Myanmar is trying to kick-start its pharmaceutical manufacturing industry, which currently consists of a handful of state-owned factories and one public-private joint venture, to wean itself off foreign imports, according to a recent report on the Frontier Myanmar news website.
The government is offering incentives to private distributors to coax them into the drugmaking game. The country's first factories are said to be nearly ready to begin producing what will "theoretically be affordable yet high-quality medication," the report said.
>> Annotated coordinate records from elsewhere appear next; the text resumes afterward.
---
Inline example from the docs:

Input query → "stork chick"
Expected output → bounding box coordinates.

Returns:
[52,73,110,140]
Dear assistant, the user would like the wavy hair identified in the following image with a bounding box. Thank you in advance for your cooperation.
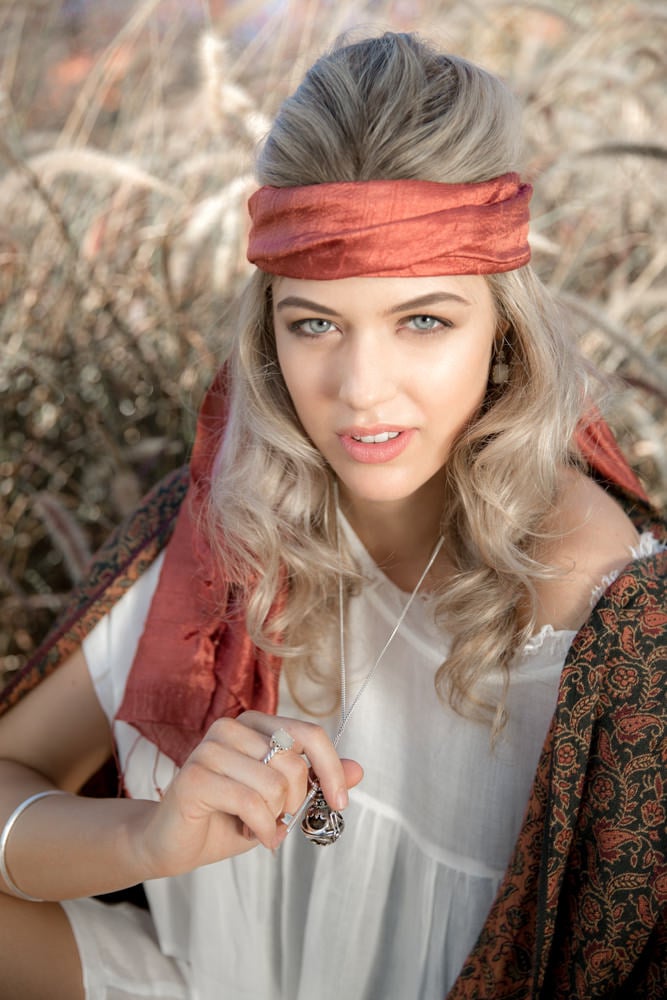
[208,34,588,731]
Currently, the only facility in Myanmar that produces finished biological products is the state-owned BPI Pharmaceutical Factory, according to the report.
The facility has been making finished biological products, such as antibiotics, vaccines and antivenom for snake bites since 1954, but only produces two of the 8 vaccines in Myanmar's national immunization regimen: those for hepatitis B and tuberculosis, according to Frontier Myanmar. The rest of Myanmar's pharma needs are met through imports and from international NGOs such as the GAVI Vaccine Alliance.
Officials worry, though, that as Myanmar becomes more developed, it will lose its "least-developed country" status as well as the benefits and international aid associated with the designation.
Aung Zaw, head of quality assurance at BPI, said he worried that the country is developing faster than its capacity to provide these medicines, which could leave Myanmar with a shortage if the international aid dries up, the report said.
- here's the story from Frontier Myanmar
Editor's note: A previous version of this story stated that BPI was the only facility making pharmaceuticals in Myanmar; it is the only facility that produces finished biological products.